By the century's close, a wide range of technological innovations had enabled surgeons to revolutionize their practice and to professionalize their position. Anesthetics permitted surgeons to take the time to operate with precision, to cleanse the peritoneal cavity, to record the details of their procedures, and to learn from their experiences. Women were spared the agony of operations and were less susceptible to shock, which had been a leading cause of post-operative mortality and morbidity.
As many doctors discovered, anesthesia allowed them to replace craniotomy with cesarean section. Craniotomy had been practiced for hundreds, perhaps even thousands, of years. This unhappy procedure involved the destruction (by instruments such as the crotchet) of the fetal skull and the piecemeal extraction of the entire fetus from the vagina. Although this was a gruesome operation, it entailed far lower risk to the mother than attempts to remove the fetus through an abdominal incision.
While obstetrical forceps helped to remove the fetus in some cases, they had limitations. They undoubtedly saved the lives of some babies who would otherwise have suffered craniotomy, but even when the mother's life was saved, she might well suffer severely for the rest of her life from tears in the vaginal wall and perineum. The low forceps that are still commonly used today could cause vaginal tears, but they were less likely to do so than the high forceps that in the nineteenth century were too frequently employed. Inserted deep into the pelvis in cases of protracted labor, these instruments were associated with high levels of fetal damage, infection, and serious lacerations to the woman. Dangerous as it was, cesarean section may have seemed preferable in some instances when the fetus was trapped high in the pelvis. Where severe pelvic distortion or contraction existed, neither craniotomy nor obstetrical forceps were of any avail, and then cesarean section was probably the only hope.

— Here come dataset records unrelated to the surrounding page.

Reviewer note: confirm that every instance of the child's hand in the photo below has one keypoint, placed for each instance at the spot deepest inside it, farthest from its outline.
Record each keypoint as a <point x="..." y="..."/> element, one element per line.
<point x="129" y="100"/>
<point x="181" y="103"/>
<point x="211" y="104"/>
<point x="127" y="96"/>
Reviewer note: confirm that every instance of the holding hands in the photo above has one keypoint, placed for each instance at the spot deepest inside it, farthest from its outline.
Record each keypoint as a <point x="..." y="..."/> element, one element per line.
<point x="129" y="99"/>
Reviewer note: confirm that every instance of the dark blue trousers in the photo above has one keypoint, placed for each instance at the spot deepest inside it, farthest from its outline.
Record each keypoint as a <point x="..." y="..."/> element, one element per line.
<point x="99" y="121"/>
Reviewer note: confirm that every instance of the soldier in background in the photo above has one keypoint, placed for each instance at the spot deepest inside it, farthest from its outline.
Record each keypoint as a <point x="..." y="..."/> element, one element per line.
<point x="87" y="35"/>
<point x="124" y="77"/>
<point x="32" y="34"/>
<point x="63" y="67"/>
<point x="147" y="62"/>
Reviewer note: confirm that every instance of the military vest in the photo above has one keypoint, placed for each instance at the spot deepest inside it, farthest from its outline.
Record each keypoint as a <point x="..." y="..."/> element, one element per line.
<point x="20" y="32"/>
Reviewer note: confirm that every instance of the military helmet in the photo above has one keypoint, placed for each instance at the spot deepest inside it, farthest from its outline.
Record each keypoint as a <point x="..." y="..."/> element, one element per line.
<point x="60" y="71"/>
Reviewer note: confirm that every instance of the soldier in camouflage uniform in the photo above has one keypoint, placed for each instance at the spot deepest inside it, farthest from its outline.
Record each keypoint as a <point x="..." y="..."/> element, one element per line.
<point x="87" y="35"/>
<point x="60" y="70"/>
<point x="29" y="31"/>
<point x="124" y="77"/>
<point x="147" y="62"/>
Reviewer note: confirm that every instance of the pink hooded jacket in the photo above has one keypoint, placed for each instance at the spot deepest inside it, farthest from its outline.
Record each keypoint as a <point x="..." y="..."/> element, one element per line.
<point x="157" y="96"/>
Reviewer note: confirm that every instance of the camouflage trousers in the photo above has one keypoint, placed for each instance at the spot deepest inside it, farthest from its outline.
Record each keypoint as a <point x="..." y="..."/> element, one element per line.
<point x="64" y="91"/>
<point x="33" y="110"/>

While doctors and patients alike were encouraged by anesthesia to resort to cesarean section rather than craniotomy, mortality rates for the operation remained high, with the infections septicemia and peritonitis accounting for a large percentage of post-operative deaths. Prior to the establishment of the germ theory of disease and the birth of modern bacteriology in the second half of the nineteenth century, surgeons wore their street clothes to operate and washed their hands infrequently while passing from one patient to another. In the mid-1860s, the British surgeon Joseph Lister introduced an antiseptic method using carbolic acid, and many operators adopted some part of his antisepsis. Others, however, were concerned about its corrosiveness and experimented with various aseptic measures that emphasized cleanliness. By the end of the century antisepsis and asepsis gradually were making inroads into the problems of surgical infections.
Unfortunately, surgical techniques of that day also contributed to the appallingly high maternal mortality rates. According to one estimate not a single woman survived cesarean section in Paris between 1787 and 1876. Surgeons were afraid to suture the uterine incision because they thought internal stitches, which could not be removed, might set up infections and cause uterine rupture in subsequent pregnancies. They believed the muscles of the uterus would contract and close spontaneously. Such was not the case. As a result some women died of blood loss -- more from infection.